Dr. Helen did an online interview with Laurence KANE, a Martial Arts instructor from Seattle WA and author of book entitled "The Little Black Book of Violence: What Every Young Man Needs to Know About Fighting."
I believe this kind of work is important. However, I am not satisfied with the way it has been treated in the case of IPV and this book seems not to have helped (caveat: I draw this conclusion from this interview and reading synopsis/summaries at Amazon.com, where the book is available). Most DV programs fail to deal with the root causes and understanding of IPV (Intimate Partner Violence).
The advice given in this book is the life lessons that fathers used to teach their sons!
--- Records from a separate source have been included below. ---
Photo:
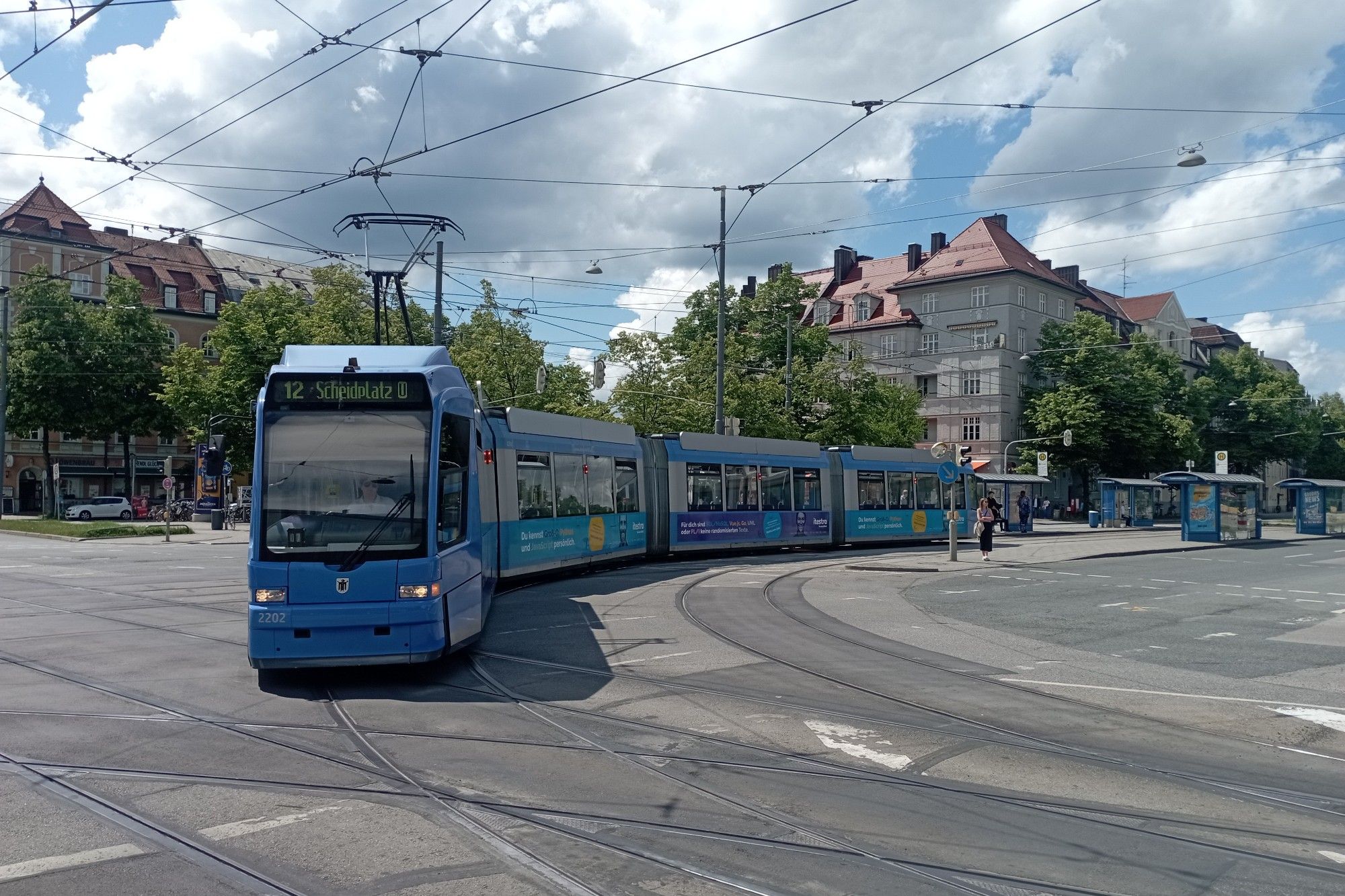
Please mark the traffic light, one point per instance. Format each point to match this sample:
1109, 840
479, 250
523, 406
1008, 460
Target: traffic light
213, 462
With the breakdown of family and marginalization of fathers in playing a role as parent, we now need to depend on Judo instructors to do the job and discern the true nature of threats, violence and how to deal with. Women and mothers - on balance - have different experience with anger, aggression and personal combat than men. In fact I believe that they mis-coach their sons to "step-up" using stereotypical/idealized ideas of male chivalry and actually exacerbate confrontational situations. This has not helped boys - who grow up to become men - or families deal with violence.
What I found interesting in this interview is the contention by KANE that a number of deadly encounters should be distinguished as either social aggression or predatory violence - and he spends a great deal of his book instruction readers how to discern between the two. Each requires a different approach. In particular he discusses the little used method of "de-escalating" situations by talking down subjects and/or "walking away". (The RCMP should review this part of the book as they appear to have forgotten it.)